Database Bloat
Hi,
I am using PostgreSQL 9.1 and loading very large tables ( 13 million
rows each ). The flat file size is only 25M. However, the equivalent
database table is 548MB. This is without any indexes applied and auto
vacuum turned on. I have read that the bloat can be around 5 times
greater for tables than flat files so over 20 times seems quite excessive.
Any ideas on how to go about decreasing this bloat or is this not
unexpected for such large tables?
Thanks
-----Original Message-----
From: pgsql-general-owner@postgresql.org [mailto:pgsql-general-
owner@postgresql.org] On Behalf Of elliott
Sent: Monday, August 20, 2012 1:54 PM
To: pgsql-general@postgresql.org
Subject: [GENERAL] Database BloatHi,
I am using PostgreSQL 9.1 and loading very large tables ( 13 million rows
each
). The flat file size is only 25M. However, the equivalent database
table is
548MB. This is without any indexes applied and auto vacuum turned on. I
have read that the bloat can be around 5 times greater for tables than
flat
files so over 20 times seems quite excessive.
Any ideas on how to go about decreasing this bloat or is this not
unexpected
for such large tables?
Thanks
Kinda guessing here but that 5x estimate has some assumptions built in. I
am guessing that a table that has many large plain-text data would compress
more than one with a mixture of numbers, varchars, dates and other
less-compressible datatypes.
It would help to provide a general description of the structure of said
tables and how large individual fields (if bytea or text) tend to be.
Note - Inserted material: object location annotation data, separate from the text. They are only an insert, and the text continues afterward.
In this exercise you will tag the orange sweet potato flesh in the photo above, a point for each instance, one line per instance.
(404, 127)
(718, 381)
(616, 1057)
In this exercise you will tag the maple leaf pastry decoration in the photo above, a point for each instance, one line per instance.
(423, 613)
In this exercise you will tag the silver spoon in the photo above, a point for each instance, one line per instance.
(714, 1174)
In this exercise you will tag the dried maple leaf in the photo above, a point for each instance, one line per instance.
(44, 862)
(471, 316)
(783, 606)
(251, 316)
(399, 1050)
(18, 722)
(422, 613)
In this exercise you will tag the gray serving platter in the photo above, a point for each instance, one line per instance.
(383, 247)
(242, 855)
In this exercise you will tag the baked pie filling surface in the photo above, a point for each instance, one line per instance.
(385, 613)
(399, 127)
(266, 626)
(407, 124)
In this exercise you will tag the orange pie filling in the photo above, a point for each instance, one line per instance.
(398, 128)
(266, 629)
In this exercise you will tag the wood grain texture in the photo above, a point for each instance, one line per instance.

I would think that filesystem parameters come into play as well and you do
not specify the OS on which you are running.
Do you have any idea which specific tables are "bloated"? If there are only
a few main contributors what is different about them?
More questions than answers but something to ponder while you wait for more
knowledgeable persons to respond.
David J.
On 08/20/12 10:53 AM, elliott wrote:
Hi,
I am using PostgreSQL 9.1 and loading very large tables ( 13 million
rows each ). The flat file size is only 25M. However, the equivalent
database table is 548MB. This is without any indexes applied and auto
vacuum turned on. I have read that the bloat can be around 5 times
greater for tables than flat files so over 20 times seems quite
excessive.Any ideas on how to go about decreasing this bloat or is this not
unexpected for such large tables?
what do the fields of this table look like (output from \d tablename
would be useful)
--
john r pierce N 37, W 122
santa cruz ca mid-left coast
envdb=# \d astgtm2_n60e073;
Table "public.astgtm2_n60e073"
Column | Type | Modifiers
--------+---------+-----------
lat | real |
lon | real |
alt | integer |
Indexes:
"q3c_astgtm2_n60e073_idx" btree (q3c_ang2ipix(lon, lat)) CLUSTER
Show quoted text
On 8/20/2012 2:10 PM, John R Pierce wrote:
On 08/20/12 10:53 AM, elliott wrote:
Hi,
I am using PostgreSQL 9.1 and loading very large tables ( 13 million
rows each ). The flat file size is only 25M. However, the
equivalent database table is 548MB. This is without any indexes
applied and auto vacuum turned on. I have read that the bloat can
be around 5 times greater for tables than flat files so over 20 times
seems quite excessive.Any ideas on how to go about decreasing this bloat or is this not
unexpected for such large tables?what do the fields of this table look like (output from \d tablename
would be useful)
On 08/20/12 11:46 AM, elliott wrote:
envdb=# \d astgtm2_n60e073;
Table "public.astgtm2_n60e073"
Column | Type | Modifiers
--------+---------+-----------
lat | real |
lon | real |
alt | integer |
Indexes:
"q3c_astgtm2_n60e073_idx" btree (q3c_ang2ipix(lon, lat)) CLUSTER
so, you DO have an index. what type does this function
q3c_ang2ipix(real,real) return ? googling it suggested a bigint, which
means every 12 byte (real,real,int) row has a corresponding b-tree entry
of 8 bytes plus b-tree stuff. I see you used cluster on this, did you
do the CLUSTER after populating the table, and before checking the
pg_total_relation_size that you reported as 20X your data ?
--
john r pierce N 37, W 122
santa cruz ca mid-left coast
On Mon, Aug 20, 2012 at 2:33 PM, John R Pierce <pierce@hogranch.com> wrote:
On 08/20/12 11:46 AM, elliott wrote:
envdb=# \d astgtm2_n60e073;
Table "public.astgtm2_n60e073"
Column | Type | Modifiers
--------+---------+-----------
lat | real |
lon | real |
alt | integer |
Indexes:
"q3c_astgtm2_n60e073_idx" btree (q3c_ang2ipix(lon, lat)) CLUSTERso, you DO have an index. what type does this function
q3c_ang2ipix(real,real) return ? googling it suggested a bigint, which
means every 12 byte (real,real,int) row has a corresponding b-tree entry of
8 bytes plus b-tree stuff. I see you used cluster on this, did you do the
CLUSTER after populating the table, and before checking the
pg_total_relation_size that you reported as 20X your data ?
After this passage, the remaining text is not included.